Gesundheit TWH

Der Tschechoslowakische Wolfshund ist von seinem Ursprung her noch relativ unverbraucht und so mit gesundheitlich nicht so anfällig wie manch andere Rasse. Der TWH ist ein sehr robuster, urtümlicher der Natur angepasster Hund. Die Welpen sollten vom verantwortungsbewussten Züchter mit der ersten Impfung (6-8.Woche) und auch der dementsprechenden Entwurmung abgegeben werden. Die Impfung ist gegen folgende Infektionskrankheiten:

  • Staupe
  • Hepatitis
  • Leptospirose
  • Parvovirose
  • Parainfluenza (Zwingerhusten)
  • Tollwut

Impfplan:

Im Alter von Impfung gegen
ca. 6-8 Wochen Parvovirose, Zwingerhusten
ca. 8-10 Wochen Staupe, Hepatitis, Leptospirose
ca. 10-12 Wochen Parvovirose, Zwingerhusten
ca. 12-14 Wochen Staupe, Hepatitis, Leptospirose, Tollwut
jährliche Wiederholung (Achtfachimpfung bis fünf Jahre) Staupe, Hepatitis, zweierlei Formen von Leptospirose, zweifache Parvovirose, Zwingerhusten, Tollwut Im höheren Alter reicht die Dreifachimpfung.

 

Hier kann man sich über einige Krankheiten und deren Auswirkungen sowie neuer Erkenntnisse informieren:

http://www.hundezeitung.de/content/29-gesundheit

http://www.welpen.de/service/bodein/impfungen.htmDie Tollwutimpfung Impfung ist Voraussetzung um mit seinem Hund an öffentlichen Veranstaltungen wie, Ausstellungen, Rassevorstellungen usw. teilnehmen zu können. Weiterhin kann man ohne aktuelle (nicht älter als ein Jahr) Tollwutimpfung mit seinem Hund nicht ins Ausland.

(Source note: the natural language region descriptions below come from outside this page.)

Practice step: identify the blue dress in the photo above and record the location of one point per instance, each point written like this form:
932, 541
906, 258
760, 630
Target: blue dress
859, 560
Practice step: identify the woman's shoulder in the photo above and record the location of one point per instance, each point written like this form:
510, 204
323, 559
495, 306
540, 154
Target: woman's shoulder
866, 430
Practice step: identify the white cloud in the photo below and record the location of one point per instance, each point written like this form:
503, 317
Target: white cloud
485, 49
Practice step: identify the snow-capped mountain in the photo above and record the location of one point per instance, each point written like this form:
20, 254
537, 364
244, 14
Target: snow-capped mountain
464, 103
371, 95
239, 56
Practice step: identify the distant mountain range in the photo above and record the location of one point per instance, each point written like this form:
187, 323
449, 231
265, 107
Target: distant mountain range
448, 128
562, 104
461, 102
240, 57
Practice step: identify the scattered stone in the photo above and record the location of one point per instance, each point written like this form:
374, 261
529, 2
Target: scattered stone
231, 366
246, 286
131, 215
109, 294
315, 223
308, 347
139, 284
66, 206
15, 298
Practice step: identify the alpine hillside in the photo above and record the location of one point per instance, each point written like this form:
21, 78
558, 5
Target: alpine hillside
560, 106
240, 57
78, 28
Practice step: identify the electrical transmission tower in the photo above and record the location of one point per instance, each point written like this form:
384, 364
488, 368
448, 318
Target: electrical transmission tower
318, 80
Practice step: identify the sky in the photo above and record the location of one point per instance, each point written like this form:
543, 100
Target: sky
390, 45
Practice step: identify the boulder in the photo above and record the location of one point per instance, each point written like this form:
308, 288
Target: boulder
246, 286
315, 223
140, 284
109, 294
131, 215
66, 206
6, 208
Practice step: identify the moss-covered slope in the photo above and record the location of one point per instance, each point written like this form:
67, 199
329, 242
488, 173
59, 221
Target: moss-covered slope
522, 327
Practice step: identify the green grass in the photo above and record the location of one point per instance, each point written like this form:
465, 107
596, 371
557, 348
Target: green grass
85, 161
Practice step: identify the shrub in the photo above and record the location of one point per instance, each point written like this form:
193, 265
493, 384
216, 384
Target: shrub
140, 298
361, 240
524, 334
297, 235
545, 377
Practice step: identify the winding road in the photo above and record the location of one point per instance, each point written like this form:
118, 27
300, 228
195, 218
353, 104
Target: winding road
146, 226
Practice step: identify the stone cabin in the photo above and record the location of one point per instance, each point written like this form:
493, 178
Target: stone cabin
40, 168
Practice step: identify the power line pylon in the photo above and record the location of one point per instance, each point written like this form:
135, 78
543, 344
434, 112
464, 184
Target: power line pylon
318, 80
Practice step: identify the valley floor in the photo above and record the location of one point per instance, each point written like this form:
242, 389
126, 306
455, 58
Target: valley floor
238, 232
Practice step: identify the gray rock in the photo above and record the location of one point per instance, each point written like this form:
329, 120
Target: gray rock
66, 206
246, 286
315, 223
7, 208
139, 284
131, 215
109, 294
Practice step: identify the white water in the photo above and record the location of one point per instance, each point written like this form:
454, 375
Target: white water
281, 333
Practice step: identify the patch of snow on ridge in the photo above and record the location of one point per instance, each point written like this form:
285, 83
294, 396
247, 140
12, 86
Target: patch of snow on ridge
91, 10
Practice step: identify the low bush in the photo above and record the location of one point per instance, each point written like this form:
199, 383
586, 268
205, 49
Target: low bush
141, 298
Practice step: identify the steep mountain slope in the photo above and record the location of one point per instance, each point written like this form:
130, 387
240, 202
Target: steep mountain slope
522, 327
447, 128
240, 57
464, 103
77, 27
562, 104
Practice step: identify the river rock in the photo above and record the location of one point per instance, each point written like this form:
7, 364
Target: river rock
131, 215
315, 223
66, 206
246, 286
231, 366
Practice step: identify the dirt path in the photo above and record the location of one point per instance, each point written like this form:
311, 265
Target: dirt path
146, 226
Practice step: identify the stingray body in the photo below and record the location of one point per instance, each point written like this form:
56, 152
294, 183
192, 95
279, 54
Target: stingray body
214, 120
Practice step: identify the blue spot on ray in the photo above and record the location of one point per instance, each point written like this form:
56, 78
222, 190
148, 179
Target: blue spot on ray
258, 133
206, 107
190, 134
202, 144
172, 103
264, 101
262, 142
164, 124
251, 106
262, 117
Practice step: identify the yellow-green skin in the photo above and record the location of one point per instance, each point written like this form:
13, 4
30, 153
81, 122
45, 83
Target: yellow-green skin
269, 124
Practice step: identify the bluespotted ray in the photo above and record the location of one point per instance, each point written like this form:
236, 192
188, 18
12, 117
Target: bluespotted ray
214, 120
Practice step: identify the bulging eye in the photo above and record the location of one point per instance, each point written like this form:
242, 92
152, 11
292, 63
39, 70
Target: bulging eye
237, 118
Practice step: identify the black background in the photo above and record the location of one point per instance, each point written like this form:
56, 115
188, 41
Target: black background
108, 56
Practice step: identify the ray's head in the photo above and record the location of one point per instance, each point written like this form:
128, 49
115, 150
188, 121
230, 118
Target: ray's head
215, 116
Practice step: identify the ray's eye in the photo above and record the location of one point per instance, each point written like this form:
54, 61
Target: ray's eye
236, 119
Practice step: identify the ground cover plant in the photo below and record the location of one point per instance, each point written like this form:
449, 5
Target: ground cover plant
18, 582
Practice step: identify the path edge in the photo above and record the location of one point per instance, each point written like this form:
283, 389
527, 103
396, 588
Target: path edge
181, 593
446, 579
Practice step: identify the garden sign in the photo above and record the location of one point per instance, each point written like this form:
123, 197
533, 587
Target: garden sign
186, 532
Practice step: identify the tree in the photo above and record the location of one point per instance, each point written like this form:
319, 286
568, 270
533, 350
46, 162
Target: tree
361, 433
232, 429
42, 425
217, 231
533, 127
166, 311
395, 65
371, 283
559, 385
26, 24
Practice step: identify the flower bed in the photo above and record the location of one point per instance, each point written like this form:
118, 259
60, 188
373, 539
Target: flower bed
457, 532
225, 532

Es gibt Erkenntnisse, dass man den Hund nicht jedes Jahr impfen lassen muss (siehe weiter oben).
Da es sich bei dem Impfstoff um sogenannten Lebendimpfstoff handelt, hält er mehrere Jahre vor bis zur nächsten Auffrischung. Pauschal kann man hier aber keine genaue Angabe machen, da der Impfstoff aus mehreren Komponenten besteht, und jede eine unterschiedlich lange Zeit wirkt.

Die Tollwutimpfung wäre eigentlich auch nur alle drei Jahre notwendig, aber die gesetzlichen Bestimmungen um mit seinem Hund ins Ausland reisen zu können oder an öffentlichen Veranstaltungen teil zunehmen besagen, dass diese Impfung nicht älter als ein Jahr sein darf.

Mehr zum Thema Impfen lesen sie hier: http://www.welpen.de/service/bodein/impfungen.htm

Ein sehr wesentlicher Faktor für die Gesundheit des Hundes ist u.a. die richtige Ernährung. Für welche Art von Ernährung man sich entscheidet muss jeder mit sich und seinen Hunden ausmachen.

Die natürlichste und gesündeste Nahrung ist die Rohfleischfütterung, mit dem entsprechenden Zugaben an Mineral– und Ballaststoffen. Aber wer von uns kann schon naturnah füttern? Zum einen ist das Fleisch sehr teuer und man bekommt sehr schlecht welches, zum anderen kann man sich eben nicht sicher sein, dass man den Hund genügend Nebenstoffe zuführt, die für eine gute Entwicklung notwendig sind.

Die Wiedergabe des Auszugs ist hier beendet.